Is the PAM50 subtype available for TCGA BRCA data?
2
1
Entering edit mode
6.9 years ago
nashtf ▴ 20

I have some UNC Illumina RNAseqV2 data with about 100 genes, 800 patients with UNC ID. I'd like to find the subtype of each tumor (normal, luminal A, luminal B, basal, HER2) for a classifier. Preferably with the UNC ID but if TCGA barcode is provided I believe it's possible to match them up. I can't find it on TCGA website. Maybe just looking in wrong places.

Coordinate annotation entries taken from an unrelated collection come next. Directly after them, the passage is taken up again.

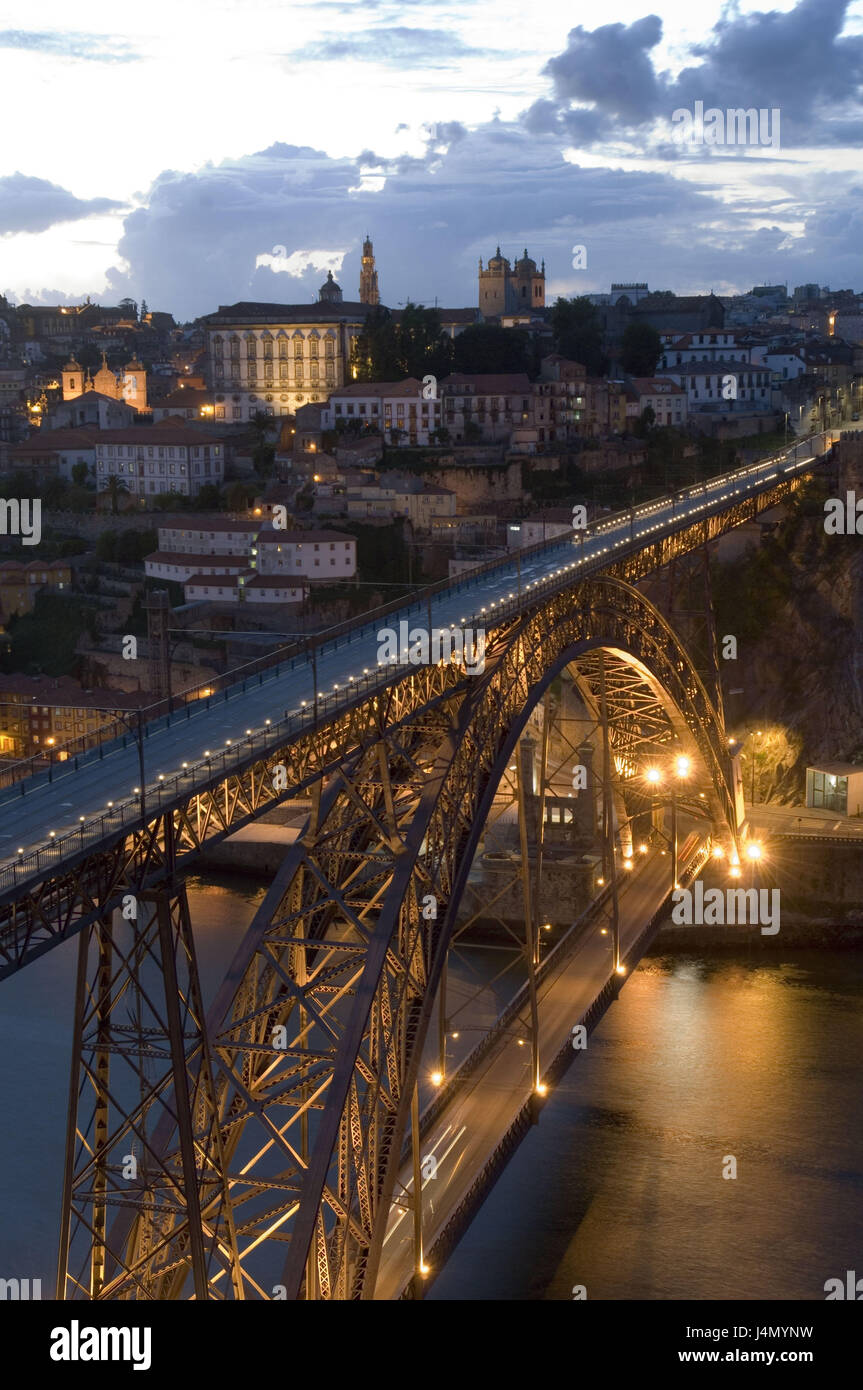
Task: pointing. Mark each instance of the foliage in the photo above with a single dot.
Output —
(578, 334)
(641, 349)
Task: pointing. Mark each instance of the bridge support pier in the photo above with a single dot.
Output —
(141, 1089)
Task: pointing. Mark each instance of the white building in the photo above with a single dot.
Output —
(723, 385)
(710, 345)
(323, 556)
(277, 357)
(159, 459)
(179, 567)
(218, 535)
(388, 406)
(242, 588)
(663, 396)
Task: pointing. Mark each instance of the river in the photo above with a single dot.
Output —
(620, 1187)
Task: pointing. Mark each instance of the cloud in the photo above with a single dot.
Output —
(607, 89)
(92, 47)
(612, 68)
(395, 46)
(32, 205)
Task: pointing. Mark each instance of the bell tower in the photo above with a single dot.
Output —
(368, 275)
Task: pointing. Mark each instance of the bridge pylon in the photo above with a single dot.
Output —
(143, 1151)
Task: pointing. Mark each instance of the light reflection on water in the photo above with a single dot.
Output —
(620, 1186)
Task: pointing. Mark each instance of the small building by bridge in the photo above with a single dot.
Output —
(835, 787)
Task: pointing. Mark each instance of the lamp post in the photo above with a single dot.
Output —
(655, 776)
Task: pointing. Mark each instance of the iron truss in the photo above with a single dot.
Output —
(300, 1083)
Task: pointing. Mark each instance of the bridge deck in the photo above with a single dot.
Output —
(53, 820)
(469, 1130)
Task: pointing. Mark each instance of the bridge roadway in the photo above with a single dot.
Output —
(91, 804)
(466, 1133)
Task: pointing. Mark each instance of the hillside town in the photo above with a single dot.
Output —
(271, 470)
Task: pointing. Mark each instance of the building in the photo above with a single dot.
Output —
(835, 787)
(398, 409)
(320, 556)
(487, 405)
(159, 459)
(243, 588)
(217, 535)
(723, 385)
(273, 359)
(129, 384)
(510, 291)
(178, 567)
(368, 275)
(42, 713)
(57, 452)
(663, 396)
(92, 410)
(184, 403)
(21, 583)
(420, 503)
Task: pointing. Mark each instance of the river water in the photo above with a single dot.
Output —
(620, 1187)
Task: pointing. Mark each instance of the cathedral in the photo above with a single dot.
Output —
(129, 384)
(503, 291)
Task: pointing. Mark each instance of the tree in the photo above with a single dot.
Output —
(413, 346)
(487, 348)
(641, 349)
(114, 488)
(578, 334)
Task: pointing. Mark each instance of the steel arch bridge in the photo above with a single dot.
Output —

breast-cancer tcga rna-seq • 8.6k views
4
Entering edit mode
6.4 years ago
hAjmal ▴ 50

You can use TCGAbiolinks to retrieve the list

source("http://www.bioconductor.org/biocLite.R")
cancer <- "BRCA"
PlatformCancer <- "IlluminaHiSeq_RNASeqV2"
dataType <- "rsem.genes.results"

datQuery <- TCGAquery(tumor = cancer, platform = PlatformCancer, level = "3")
lsSample <- TCGAquery_samplesfilter(query = datQuery)

# get subtype information
dataSubt <- TCGAquery_subtype(tumor = cancer)
lumA <- dataSubt[which(dataSubt$PAM50.mRNA == "Luminal A"),1] allSamples <- lsSample$IlluminaHiSeq_RNASeqV2 #1218 total samples
lumASamples <- allSamples[grep(x = allSamples, pattern = paste(lumA, collapse = "|"))] # 263 luminal samples found

2
Entering edit mode
6.9 years ago

You'll find a list derived from microrarrays (Nature 2012 release) at

https://tcga-data.nci.nih.gov/docs/publications/brca_2012/

specifically

http://tcga-data.nci.nih.gov/docs/publications/brca_2012/BRCA.547.PAM50.SigClust.Subtypes.txt

It appears that there is no canonical PAM50 call set for the RNAseq version, leaving everyone to make their own calls (using the genefu package or some other means) and getting somewhat different results for the edge case tumors.

0
Entering edit mode

Should that mean that RNA seq data PAM50 is not a stable test?

0
Entering edit mode

@kanwarjag: I assume your answer is meant as a comment to my answer above; if so, please leave it as a comment next time rather than posting an answer to the question. What I mean by "somewhat different results for edge case tumors" is that, in practice, when you use genefu to assign PAM50 classes, the assignments are contingent on the centroid values used for the individual subtypes. For most tumors the assignment will be robust to small variations of these values, but in my experience there are about 10% of tumors that are sensitive to small variations in these parameters, and it's hard to get agreement on these tumors. This is not in any way related to RNAseq or the choice of technology; it's a function of how the test is performed.